My smile wavered. “You don’t need to—”

“But I want to!” Suddenly, Aegisthus was gazing at me as if I were something he feared and wanted at the same time. “At first I didn’t, but now that I’ve seen you”—he gulped for air—“I want you to like me.”

“I do like you.” I said it without thinking. “You don’t need to give me an expensive gift for that.”

“But you’ve got to have a bridal gift from me,” he said. “One that’s good enough for someone like you.”

I don’t know how the rest of the banquet went. I was too stunned by Aegisthus’s declaration. Only the bride’s husband could give her a gift as rich and gorgeous as a gold diadem. Suddenly it was clear: Without anyone bothering to ask or tell me or my father, it had been decided that I was going to marry Aegisthus. No need to wonder who’d made that decision. How convenient for Mykenae.

That night I sent one of my guards to fetch my brothers. I sat in the dark, clutching the hilt of my sword, until they came. When I told them what I’d learned, they wanted to scoop me up and race back to Sparta as fast as their horses could run. Polydeuces wanted to kick Thyestes over a cliff first.

“Stop it,” Castor said. “You know we can’t do any of that. If we run away, the Mykenaeans will use the insult as an excuse to start a war.”

“Even if they don’t do that, they’ll take it out on Clytemnestra,” I added. “This is all my fault for insisting on coming here. I’m going to have to deal with the consequences.” I took a deep breath to slow my racing heart. “It’ll be all right. As long as Thyestes doesn’t do anything to force me into marrying his son, I’ll just have to put up with the rest of it until it’s time for us to go home.”

“I say it’s time to go home now,” Polydeuces insisted. “Before Thyestes can come up with some scheme to keep you here until you agree to the marriage.”

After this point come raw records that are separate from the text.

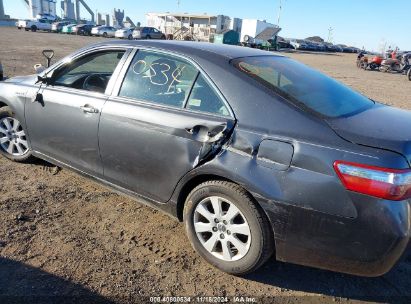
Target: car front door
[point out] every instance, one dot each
(166, 119)
(63, 120)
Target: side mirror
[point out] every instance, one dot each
(45, 78)
(49, 54)
(39, 68)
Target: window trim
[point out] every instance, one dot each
(122, 75)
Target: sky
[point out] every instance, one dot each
(360, 23)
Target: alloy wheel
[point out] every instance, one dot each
(222, 229)
(13, 139)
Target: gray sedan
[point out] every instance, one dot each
(258, 154)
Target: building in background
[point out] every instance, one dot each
(68, 10)
(41, 8)
(251, 28)
(183, 26)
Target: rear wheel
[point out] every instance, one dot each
(13, 140)
(227, 228)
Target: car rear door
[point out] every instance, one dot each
(163, 120)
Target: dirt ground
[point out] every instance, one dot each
(63, 237)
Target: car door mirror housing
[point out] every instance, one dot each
(39, 68)
(45, 78)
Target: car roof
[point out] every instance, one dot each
(191, 48)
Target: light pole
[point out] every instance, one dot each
(330, 35)
(279, 12)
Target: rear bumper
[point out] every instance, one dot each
(369, 245)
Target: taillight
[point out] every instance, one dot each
(390, 184)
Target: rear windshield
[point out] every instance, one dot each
(304, 86)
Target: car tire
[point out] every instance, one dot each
(6, 114)
(239, 258)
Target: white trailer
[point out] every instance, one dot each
(253, 27)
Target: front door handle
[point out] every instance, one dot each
(89, 109)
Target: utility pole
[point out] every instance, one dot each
(330, 35)
(279, 12)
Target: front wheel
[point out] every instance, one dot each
(13, 140)
(227, 228)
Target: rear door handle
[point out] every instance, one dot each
(89, 109)
(205, 135)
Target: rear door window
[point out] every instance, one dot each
(159, 78)
(204, 98)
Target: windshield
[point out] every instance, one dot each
(304, 86)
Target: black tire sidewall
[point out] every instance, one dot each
(247, 263)
(7, 112)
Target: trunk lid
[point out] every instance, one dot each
(380, 127)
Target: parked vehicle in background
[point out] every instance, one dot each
(329, 47)
(373, 64)
(104, 31)
(83, 29)
(57, 27)
(68, 29)
(148, 33)
(125, 33)
(35, 25)
(46, 16)
(391, 65)
(299, 44)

“He can keep me here until the sky shatters,” I replied. “I won’t marry Aegisthus or any other Mykenaean princeling, and he can’t make me!”

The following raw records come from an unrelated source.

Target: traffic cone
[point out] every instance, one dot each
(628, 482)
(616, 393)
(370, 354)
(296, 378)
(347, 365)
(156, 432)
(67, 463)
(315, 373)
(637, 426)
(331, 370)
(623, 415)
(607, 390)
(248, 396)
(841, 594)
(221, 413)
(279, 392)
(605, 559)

My brothers just shook their heads.



Castor and Polydeuces tried to stay with me as much as possible the next day. They were waiting for me the instant I stepped out of my room.

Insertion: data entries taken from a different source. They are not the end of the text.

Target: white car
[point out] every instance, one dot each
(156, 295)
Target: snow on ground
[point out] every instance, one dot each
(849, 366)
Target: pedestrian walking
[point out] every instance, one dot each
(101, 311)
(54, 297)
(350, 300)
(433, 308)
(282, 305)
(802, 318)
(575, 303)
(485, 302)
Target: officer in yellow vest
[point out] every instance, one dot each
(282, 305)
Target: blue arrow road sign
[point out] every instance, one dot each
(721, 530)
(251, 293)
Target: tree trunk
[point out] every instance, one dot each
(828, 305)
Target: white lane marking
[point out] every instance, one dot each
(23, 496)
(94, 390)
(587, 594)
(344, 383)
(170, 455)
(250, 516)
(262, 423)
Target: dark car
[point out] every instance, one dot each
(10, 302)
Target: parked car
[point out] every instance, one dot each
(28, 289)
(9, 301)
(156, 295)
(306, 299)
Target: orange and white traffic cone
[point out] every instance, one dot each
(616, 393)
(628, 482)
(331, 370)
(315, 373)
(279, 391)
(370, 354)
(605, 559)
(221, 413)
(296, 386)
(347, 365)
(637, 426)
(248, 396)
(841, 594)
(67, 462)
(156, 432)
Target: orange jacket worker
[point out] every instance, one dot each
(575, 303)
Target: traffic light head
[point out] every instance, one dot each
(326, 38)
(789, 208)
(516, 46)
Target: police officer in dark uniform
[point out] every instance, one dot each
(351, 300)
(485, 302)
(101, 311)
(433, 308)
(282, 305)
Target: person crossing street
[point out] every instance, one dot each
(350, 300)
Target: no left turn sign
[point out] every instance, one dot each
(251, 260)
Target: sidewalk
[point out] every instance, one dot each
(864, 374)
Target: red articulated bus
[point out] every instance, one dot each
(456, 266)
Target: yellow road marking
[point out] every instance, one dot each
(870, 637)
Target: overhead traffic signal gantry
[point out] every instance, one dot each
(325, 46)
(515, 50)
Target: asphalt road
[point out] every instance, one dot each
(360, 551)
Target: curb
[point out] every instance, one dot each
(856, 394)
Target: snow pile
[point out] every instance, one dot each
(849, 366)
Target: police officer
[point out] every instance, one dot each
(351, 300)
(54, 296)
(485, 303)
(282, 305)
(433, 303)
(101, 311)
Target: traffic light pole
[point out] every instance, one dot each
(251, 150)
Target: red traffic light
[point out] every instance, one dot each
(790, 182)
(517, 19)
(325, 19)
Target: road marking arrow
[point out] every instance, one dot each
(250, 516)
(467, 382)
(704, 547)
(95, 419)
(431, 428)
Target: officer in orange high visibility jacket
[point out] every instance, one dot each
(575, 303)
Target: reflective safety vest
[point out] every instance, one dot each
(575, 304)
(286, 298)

“What are you doing here?” I asked.

“Protecting you,” Castor said.

“I don’t think you need to do that,” I said. “I doubt he’s going to abduct me. Where would he take me? I’m already inside his walls.” I was trying to make a joke of a tense situation, but my brothers didn’t see the humor. They also didn’t see that Thyestes’s strength wasn’t in direct attack but in subtlety.

Though my brothers did their best to stay by my side all day, Thyestes found one excuse after another to separate us. In the morning he told my brothers that the young warriors of Mykenae wanted to test their skills against the princes of Sparta. How could Castor and Polydeuces refuse? And how could I be allowed to go with them when girls were forbidden to watch men’s athletic contests? In the afternoon he told them that they had to speak for Sparta before the Mykenaean nobles. That was no place for a girl either, even the Spartan queen-to-be.

Keeping my brothers and me apart was only part of the old fox’s plan. While Castor and Polydeuces were elsewhere, the king pushed Aegisthus and me together. I could have hidden myself away in my room until the banquet, but I was no coward. I was Helen of Sparta, and I wouldn’t run away when I could fight.